Gerard non si sforza di nascondere un sorrisetto.
-Vieni con me?-
Per poco non si strozza con la sua stessa saliva. L’espressione di Gerard è rilassata e tranquilla, Frank cerca una traccia di presa in giro ma non ne trova, -Dici davvero?-
Questo ragazzo vestito di nero gli sta davvero proponendo di andarsene insieme, o sta sognando? Sembra tutto così irreale e la musica e l’aria calda non lo aiutano a mantenersi ancorato alla realtà. Anzi, a questo punto non è nemmeno sicuro che Gerard sia affettivamente reale.

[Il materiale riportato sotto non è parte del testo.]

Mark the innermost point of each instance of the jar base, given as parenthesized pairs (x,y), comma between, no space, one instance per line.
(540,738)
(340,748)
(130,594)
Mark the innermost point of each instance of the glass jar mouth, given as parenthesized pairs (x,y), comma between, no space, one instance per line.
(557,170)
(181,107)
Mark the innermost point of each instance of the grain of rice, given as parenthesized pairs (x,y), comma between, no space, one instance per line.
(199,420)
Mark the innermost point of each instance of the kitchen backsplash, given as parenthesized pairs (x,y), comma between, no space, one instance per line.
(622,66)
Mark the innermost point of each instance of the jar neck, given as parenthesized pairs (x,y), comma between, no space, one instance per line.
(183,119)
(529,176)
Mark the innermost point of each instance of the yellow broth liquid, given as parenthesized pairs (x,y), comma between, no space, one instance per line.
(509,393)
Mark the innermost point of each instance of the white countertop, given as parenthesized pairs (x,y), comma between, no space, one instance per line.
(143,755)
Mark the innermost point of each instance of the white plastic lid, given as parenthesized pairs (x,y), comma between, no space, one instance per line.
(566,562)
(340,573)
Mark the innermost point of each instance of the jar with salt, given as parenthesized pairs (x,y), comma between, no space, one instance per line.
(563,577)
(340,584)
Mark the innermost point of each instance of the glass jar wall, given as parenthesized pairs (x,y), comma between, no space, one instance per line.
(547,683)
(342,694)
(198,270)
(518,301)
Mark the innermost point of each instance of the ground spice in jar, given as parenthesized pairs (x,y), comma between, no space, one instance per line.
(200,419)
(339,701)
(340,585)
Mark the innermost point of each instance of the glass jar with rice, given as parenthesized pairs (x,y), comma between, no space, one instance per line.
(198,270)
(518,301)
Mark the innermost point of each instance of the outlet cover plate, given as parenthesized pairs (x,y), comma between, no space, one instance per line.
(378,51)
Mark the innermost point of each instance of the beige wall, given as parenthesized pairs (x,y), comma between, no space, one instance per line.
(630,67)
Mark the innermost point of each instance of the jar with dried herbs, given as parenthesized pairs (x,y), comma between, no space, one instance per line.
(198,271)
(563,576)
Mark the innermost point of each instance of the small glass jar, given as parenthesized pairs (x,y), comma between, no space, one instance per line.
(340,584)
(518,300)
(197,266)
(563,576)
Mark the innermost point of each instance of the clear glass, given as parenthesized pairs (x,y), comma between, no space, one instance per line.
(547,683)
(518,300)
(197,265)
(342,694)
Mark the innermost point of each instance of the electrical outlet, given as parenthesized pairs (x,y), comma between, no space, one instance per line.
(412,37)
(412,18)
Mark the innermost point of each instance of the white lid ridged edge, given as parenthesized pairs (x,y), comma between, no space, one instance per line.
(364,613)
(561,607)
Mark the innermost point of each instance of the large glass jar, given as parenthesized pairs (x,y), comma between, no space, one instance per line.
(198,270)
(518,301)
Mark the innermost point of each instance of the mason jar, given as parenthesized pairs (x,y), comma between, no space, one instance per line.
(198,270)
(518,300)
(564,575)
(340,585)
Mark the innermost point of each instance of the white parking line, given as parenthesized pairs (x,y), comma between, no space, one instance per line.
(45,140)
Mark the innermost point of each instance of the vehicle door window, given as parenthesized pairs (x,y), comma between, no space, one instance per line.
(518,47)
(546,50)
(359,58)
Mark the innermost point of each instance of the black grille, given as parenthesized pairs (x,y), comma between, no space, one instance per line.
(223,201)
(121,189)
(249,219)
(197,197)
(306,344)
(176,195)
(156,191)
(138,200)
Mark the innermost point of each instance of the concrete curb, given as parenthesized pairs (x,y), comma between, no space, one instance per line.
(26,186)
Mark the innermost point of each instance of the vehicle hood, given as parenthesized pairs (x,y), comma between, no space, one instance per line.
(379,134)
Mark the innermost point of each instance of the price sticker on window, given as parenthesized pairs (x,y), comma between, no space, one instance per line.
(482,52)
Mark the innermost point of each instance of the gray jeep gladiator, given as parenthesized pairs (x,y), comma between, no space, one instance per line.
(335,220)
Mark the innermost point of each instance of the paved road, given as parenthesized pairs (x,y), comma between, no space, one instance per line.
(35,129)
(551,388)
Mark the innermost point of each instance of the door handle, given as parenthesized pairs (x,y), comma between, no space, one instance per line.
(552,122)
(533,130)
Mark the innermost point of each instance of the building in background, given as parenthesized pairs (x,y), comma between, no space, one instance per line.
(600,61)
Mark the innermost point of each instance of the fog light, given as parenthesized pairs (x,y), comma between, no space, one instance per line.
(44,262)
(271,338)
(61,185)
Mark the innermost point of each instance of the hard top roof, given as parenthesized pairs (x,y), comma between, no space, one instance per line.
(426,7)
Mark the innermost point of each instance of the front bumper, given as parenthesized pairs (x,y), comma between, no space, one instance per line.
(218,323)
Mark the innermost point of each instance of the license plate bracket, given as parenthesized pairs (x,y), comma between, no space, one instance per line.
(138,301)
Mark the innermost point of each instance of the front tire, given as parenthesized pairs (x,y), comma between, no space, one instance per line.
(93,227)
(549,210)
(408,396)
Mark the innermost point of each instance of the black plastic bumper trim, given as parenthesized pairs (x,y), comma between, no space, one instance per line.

Potrebbe essere la sua ennesima allucinazione. È troppo gentile per essere vero, troppo strano.
Troppo perfetto per Frank.
-Va bene.- risponde senza guardarlo in viso.
Se è un sogno o un’allucinazione, tanto meglio approfittarne, no?
Frank ha la possibilità di essere chi non è per un po’. Era quello che voleva dall’inizio, in fondo, era lo scopo principale della serata, il motivo stesso per cui è venuto in questo posto di merda e ha iniziato a bere cose a caso.
Voleva scomparire e Gerard, il ragazzo pallido come la luna con gli occhi verdi come l’invidia, gli sta offrendo la possibilità di farlo.
-Se vieni con me,- sussurra e Frank non sa come fa a sentirlo nonostante la musica alta, -Se vieni con me potremmo nasconderci insieme.-
Non gli serve nient’altro.
 
 
 
II. Take me into the fight, I’m an easy brother.
 
Gli pare di conoscerlo da sempre.
È assurdo realizzare che non l’ha mai visto prima di un paio d’ore fa, sembra impossibile. Gli sembra di essere nato per parlare con lui: questo paio d’occhi verdi gli è famigliare anche se dovrebbe fargli paura.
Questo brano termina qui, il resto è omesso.